This Sunday, March 18th, you are invited to the Irving theatre to hang out with Neto and friends. Netoclicky, along with Dick Tinkham and Robin Miller, has written a book called “We Changed the Game” and all three authors will be in Irvington from 2:00 to 4:00 to sign books, swap stories and answer questions from fans. The trio has chosen the Irving Theatre for their book release party. Former Q-95 on -air personality, actor and stand-up comedian Dave “The King” Wilson will act as emcee for the event.
Neto says, “The book is a collection of stories told by those who lived it. It’s the Pacers’ insider’s view from the very first day of the franchise.” Netolicky stresses that the book is not just another stat guide or seasonal recap. “It’s the real story of a team, a coach and a handful of dreamers, who brought a new league and a new team to Indianapolis – and how they not only changed the culture and future of a city, but the game of basketball forever,” said Netolicky.

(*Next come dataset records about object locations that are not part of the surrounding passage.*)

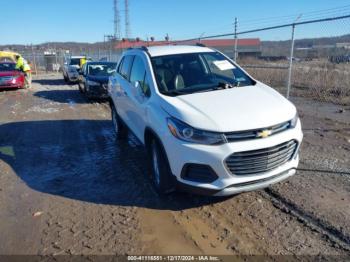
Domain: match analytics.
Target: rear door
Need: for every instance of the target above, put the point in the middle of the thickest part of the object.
(123, 92)
(139, 94)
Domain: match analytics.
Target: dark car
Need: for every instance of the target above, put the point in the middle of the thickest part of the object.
(94, 78)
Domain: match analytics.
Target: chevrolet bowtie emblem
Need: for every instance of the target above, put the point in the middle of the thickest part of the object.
(263, 133)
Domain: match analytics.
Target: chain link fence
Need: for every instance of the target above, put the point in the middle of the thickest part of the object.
(304, 59)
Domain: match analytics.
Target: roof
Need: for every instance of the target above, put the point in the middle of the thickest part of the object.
(100, 63)
(174, 49)
(248, 42)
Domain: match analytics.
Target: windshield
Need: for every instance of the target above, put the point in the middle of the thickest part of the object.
(197, 72)
(102, 69)
(75, 61)
(7, 66)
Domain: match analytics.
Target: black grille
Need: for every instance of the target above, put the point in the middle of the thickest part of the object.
(251, 134)
(262, 160)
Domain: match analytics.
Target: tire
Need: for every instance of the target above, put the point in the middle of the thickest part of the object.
(120, 130)
(161, 176)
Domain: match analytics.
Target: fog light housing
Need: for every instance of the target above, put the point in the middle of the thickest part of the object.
(198, 173)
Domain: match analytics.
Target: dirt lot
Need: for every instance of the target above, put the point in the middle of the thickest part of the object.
(67, 186)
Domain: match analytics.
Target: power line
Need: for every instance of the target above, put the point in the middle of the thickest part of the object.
(269, 28)
(291, 16)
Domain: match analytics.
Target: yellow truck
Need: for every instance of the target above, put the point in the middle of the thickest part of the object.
(8, 56)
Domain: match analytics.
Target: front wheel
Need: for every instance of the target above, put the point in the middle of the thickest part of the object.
(160, 170)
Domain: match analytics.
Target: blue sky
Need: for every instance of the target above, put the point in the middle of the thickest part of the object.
(37, 21)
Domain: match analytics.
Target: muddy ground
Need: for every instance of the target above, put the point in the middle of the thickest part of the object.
(67, 186)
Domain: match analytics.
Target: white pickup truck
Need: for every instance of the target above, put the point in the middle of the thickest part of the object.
(71, 67)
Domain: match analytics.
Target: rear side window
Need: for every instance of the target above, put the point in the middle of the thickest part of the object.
(138, 74)
(125, 67)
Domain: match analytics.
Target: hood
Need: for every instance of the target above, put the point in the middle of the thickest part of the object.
(10, 73)
(236, 109)
(99, 79)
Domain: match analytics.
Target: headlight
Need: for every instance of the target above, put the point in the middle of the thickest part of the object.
(294, 121)
(93, 83)
(189, 134)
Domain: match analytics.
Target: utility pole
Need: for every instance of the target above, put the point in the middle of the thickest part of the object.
(127, 20)
(290, 62)
(117, 35)
(290, 71)
(110, 40)
(236, 40)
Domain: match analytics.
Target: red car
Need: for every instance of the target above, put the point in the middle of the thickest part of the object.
(10, 77)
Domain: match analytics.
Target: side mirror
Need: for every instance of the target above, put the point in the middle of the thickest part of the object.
(138, 89)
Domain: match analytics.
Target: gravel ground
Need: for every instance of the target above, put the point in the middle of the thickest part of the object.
(67, 186)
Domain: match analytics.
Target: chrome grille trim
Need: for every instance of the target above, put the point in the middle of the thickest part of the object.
(261, 160)
(253, 134)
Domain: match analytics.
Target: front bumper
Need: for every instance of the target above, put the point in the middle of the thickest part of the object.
(8, 86)
(181, 153)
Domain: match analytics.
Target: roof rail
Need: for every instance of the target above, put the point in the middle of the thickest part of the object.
(144, 48)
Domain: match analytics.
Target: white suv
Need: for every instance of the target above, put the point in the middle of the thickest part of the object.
(207, 125)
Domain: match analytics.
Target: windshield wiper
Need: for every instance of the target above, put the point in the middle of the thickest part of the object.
(173, 93)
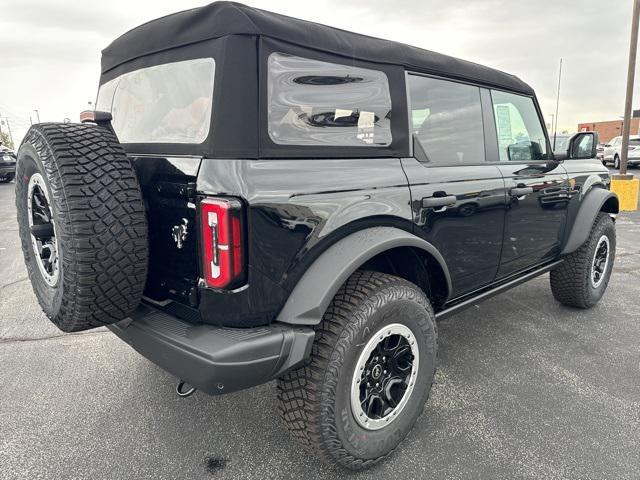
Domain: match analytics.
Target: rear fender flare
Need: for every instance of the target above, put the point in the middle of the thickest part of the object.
(322, 280)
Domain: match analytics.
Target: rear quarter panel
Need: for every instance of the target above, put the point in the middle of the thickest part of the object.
(295, 210)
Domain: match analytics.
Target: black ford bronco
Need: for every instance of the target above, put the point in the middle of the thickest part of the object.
(258, 197)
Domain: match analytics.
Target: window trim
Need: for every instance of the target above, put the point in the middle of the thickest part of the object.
(550, 154)
(372, 68)
(491, 133)
(210, 119)
(485, 130)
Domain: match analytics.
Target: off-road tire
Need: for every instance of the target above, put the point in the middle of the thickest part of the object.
(315, 399)
(99, 219)
(571, 281)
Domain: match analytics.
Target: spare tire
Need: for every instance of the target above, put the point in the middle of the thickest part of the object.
(82, 224)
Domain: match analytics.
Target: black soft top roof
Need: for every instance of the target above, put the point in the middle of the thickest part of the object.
(220, 19)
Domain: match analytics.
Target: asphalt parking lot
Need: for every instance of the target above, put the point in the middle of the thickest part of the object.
(525, 388)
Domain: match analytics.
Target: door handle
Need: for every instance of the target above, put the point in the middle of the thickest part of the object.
(433, 202)
(521, 191)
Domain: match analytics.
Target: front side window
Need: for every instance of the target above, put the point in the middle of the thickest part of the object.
(446, 118)
(168, 103)
(320, 103)
(520, 133)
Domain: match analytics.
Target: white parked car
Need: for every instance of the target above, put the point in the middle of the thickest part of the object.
(612, 151)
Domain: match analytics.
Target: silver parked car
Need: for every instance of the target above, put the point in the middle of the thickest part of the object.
(612, 150)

Richard “Dick” Tinkham, an original ABA Indiana Pacers founder and legal counsel, is one of the few execs still around to tell the real stories of the team, the league and the ABA-NBA merger from the perspective of someone who was intimately involved with the X’s and O’s of the team and league from start to finish. It was Tinkham who reviewed all documents, ranging from incorporation papers, player contracts to merger agreements. Yes fans, there was more than one ABA-NBA merger agreement. Tinkham will share never-before-heard stories about the mergers, anti-trust lawsuits, and wild negotiations between the two leagues that could only be told by someone who was there. Mr. Tinkham, whose reputation and shrewd negotiating skills in the league are legendary, will tell you all about it this Sunday.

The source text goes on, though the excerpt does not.